This is a summary of book Design data intensive application - chap 1.
For anyone interested but don't have much of time.
Overview
A data intensive application, system often requires:
Store to retrieval effectively (DB, search index)
Send a message to another process, to be handled asynchronously (stream processing)
Remember the result of an expensive operation, to speed up reads (caches)
Periodically crunch a large amount of accumulated data (batch processing)
Reliability
Always function properly, withstand fault from:
Human:
Design to minimizes opportunities for error making, especially from UI.
Decouple the places where people make the most mistakes from the places where they can cause failure.
Test by unit test, integration test.
Have quick-easy recovery method.
Set up monitoring, especially for performance and error rate.
Hardware
Software: cascading failures spread out services, exception crash process
Prevent abuse, unauthorized action.
Scalability
Scalability is a system ability, to decrease or increase in performance and cost on specific changing demands, load traffic...
Describe load params: Ex:
Requests per second to a web server
The ratio of reads to writes in a database
Qty of simultaneously active users in a chat room...

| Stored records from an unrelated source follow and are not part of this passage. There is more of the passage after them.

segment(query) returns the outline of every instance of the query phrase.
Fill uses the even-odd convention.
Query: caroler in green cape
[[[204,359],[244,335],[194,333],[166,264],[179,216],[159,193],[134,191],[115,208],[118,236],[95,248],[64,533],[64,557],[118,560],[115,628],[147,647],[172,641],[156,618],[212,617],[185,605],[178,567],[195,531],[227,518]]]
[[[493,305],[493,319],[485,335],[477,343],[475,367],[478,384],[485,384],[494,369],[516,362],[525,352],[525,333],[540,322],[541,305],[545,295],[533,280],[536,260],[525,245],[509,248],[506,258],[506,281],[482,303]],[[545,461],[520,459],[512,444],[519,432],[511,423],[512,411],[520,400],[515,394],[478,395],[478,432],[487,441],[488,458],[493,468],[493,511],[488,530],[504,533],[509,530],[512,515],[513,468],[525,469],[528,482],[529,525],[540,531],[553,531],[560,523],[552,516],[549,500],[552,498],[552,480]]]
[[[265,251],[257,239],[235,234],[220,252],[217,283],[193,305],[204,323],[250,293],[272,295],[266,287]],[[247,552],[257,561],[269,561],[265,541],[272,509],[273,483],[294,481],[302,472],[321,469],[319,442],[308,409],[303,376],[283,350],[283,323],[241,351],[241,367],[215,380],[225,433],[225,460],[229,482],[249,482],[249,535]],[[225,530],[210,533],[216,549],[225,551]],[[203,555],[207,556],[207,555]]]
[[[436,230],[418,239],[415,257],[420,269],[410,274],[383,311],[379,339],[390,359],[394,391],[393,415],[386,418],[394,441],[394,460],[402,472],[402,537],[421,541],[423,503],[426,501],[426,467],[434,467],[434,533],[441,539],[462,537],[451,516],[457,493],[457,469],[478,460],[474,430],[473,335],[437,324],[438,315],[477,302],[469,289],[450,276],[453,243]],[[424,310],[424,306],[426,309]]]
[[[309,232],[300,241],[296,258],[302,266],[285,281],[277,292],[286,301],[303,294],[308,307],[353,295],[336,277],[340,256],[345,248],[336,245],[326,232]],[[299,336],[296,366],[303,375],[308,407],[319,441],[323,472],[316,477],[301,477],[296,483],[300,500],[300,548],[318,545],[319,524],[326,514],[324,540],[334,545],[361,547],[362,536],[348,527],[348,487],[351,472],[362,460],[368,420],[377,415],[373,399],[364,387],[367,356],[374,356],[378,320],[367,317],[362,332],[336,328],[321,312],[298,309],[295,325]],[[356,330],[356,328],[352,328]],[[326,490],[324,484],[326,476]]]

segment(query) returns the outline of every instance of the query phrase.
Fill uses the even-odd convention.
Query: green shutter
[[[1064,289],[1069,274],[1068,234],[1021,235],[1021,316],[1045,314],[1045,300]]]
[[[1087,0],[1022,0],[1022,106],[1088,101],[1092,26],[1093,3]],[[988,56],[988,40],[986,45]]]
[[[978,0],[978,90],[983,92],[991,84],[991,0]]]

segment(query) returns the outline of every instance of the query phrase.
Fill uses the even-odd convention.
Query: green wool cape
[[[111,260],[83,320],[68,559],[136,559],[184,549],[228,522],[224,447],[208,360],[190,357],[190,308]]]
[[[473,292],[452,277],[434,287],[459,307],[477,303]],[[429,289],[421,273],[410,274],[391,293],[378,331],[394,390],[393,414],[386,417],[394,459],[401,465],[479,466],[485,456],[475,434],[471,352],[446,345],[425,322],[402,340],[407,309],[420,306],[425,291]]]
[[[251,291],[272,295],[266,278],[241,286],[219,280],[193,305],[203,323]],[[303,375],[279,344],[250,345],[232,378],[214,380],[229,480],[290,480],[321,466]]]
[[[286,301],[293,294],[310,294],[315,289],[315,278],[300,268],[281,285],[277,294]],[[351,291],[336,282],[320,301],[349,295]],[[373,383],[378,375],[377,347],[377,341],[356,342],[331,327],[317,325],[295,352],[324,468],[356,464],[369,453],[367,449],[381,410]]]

Data volume, traffic volume, throughput
Then measure performance, usually:
Duration: short resp time, short data transmission time. Fast data (de)serialization, (de)compression => avoid latency.
Space: low resource utilization such as CPU, RAM, bandwidth, IOPS...
Can classify performance onto 2 types:
Macro performance (design lv)
Micro performance (fine tune lv): about complexity of the algorithm, be careful premature optimization, mostly you can optimize something small and degrade something bigger.
System will grow up in load params, complexity.... A well-scale system should be able to handle it well. Ask:
What if load params increase, and you keep resource?
If I want to keep performance, how to change system resource?
Usually treat a measurement number as a distribution, leverage percentile. Ex: the distribution of an API response, percentile 95% represent some rare cases that this API is too slow.
Notice idea about bottle neck: a parallel backend call, the lowest will adversely affect the rest.
Maintainability
- Operate, read, add more feature, fix bug... easily.